Enedis Data Challenge
Reconstruction of missing electricity consumption data using Machine Learning and Time Series Analysis.
Objective: Develop a robust algorithm to reconstruct missing values in 1,000 electricity load curves (Linky-like data). The dataset contained approximately 69,000 synthetic curves generated by DeepCourbogen. The challenge was to restore coherent temporal dynamics, evaluated by the Mean Absolute Error (MAE) metric calculated exclusively on missing points.
The Time Series Challenge
Electricity consumption is highly periodic. A standard integer encoding creates a discontinuity between 23:30 and 00:00 (Distance = 23). In physical reality, these moments are adjacent.
23h → 0h
Distance = 23 (Huge Gap)
Cyclic Projection
Distance ≈ 0 (Continuous)
# Cyclic Time Encoding
h_sin = sin(2 * π * h / 24)
h_cos = cos(2 * π * h / 24)
1. Weighted k-NN
Standard interpolation fails on complex consumption patterns. We implemented a custom k-NN regressor that selects the 5 nearest neighbors based on valid data points.

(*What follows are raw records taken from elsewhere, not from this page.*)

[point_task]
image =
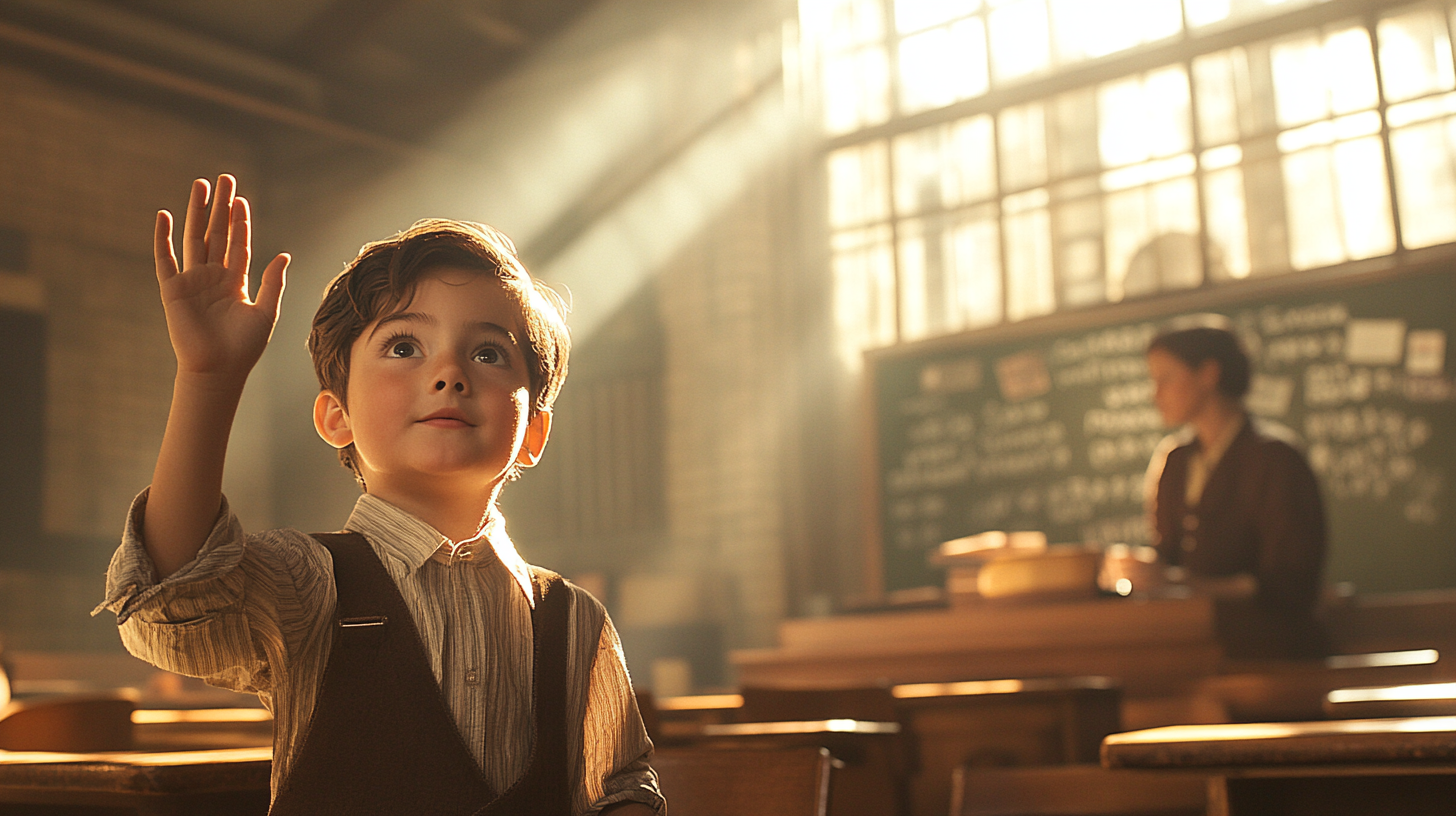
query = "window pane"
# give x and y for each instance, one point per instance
(1078, 228)
(945, 166)
(1314, 220)
(1085, 29)
(1318, 77)
(1426, 181)
(1337, 204)
(1299, 82)
(942, 66)
(915, 15)
(1072, 142)
(1226, 223)
(971, 171)
(852, 22)
(1350, 72)
(920, 281)
(1152, 239)
(856, 91)
(1415, 56)
(1213, 12)
(950, 274)
(858, 185)
(1019, 41)
(1022, 146)
(1143, 117)
(1365, 203)
(1215, 76)
(864, 292)
(973, 245)
(1028, 255)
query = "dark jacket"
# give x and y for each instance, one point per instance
(1260, 513)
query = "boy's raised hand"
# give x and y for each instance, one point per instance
(216, 330)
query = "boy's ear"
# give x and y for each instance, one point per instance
(536, 433)
(331, 421)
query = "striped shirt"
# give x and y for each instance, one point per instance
(252, 614)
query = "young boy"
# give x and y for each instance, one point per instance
(414, 663)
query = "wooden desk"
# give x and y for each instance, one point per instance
(868, 780)
(1152, 647)
(220, 783)
(1335, 768)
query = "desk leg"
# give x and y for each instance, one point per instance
(1340, 796)
(1219, 796)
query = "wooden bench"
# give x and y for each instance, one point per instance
(1296, 689)
(868, 777)
(69, 723)
(1327, 768)
(1001, 723)
(1076, 790)
(217, 783)
(705, 781)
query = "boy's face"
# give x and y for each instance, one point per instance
(438, 395)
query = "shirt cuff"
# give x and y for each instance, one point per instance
(131, 580)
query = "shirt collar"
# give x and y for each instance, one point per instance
(412, 541)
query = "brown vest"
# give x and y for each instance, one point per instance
(382, 738)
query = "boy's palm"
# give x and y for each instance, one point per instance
(214, 328)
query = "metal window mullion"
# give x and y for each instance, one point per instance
(1372, 22)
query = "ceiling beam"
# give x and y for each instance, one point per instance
(159, 79)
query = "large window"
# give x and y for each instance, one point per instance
(990, 161)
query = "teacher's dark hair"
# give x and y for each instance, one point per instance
(1200, 344)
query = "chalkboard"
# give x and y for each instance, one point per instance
(1049, 426)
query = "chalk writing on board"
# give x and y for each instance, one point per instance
(1054, 433)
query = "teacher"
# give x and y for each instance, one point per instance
(1235, 503)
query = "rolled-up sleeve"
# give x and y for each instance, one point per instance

- Calculates vertical bias (offset) to adjust neighbor curves.
- Applies inverse distance weighting for final prediction.
2. Matrix Completion
We assumed the consumption matrix has a low-rank structure (users share common behaviors). We used the SoftImpute algorithm.
- Iterative SVD with singular value thresholding.
- Captures global trends across all 69,000 curves simultaneously.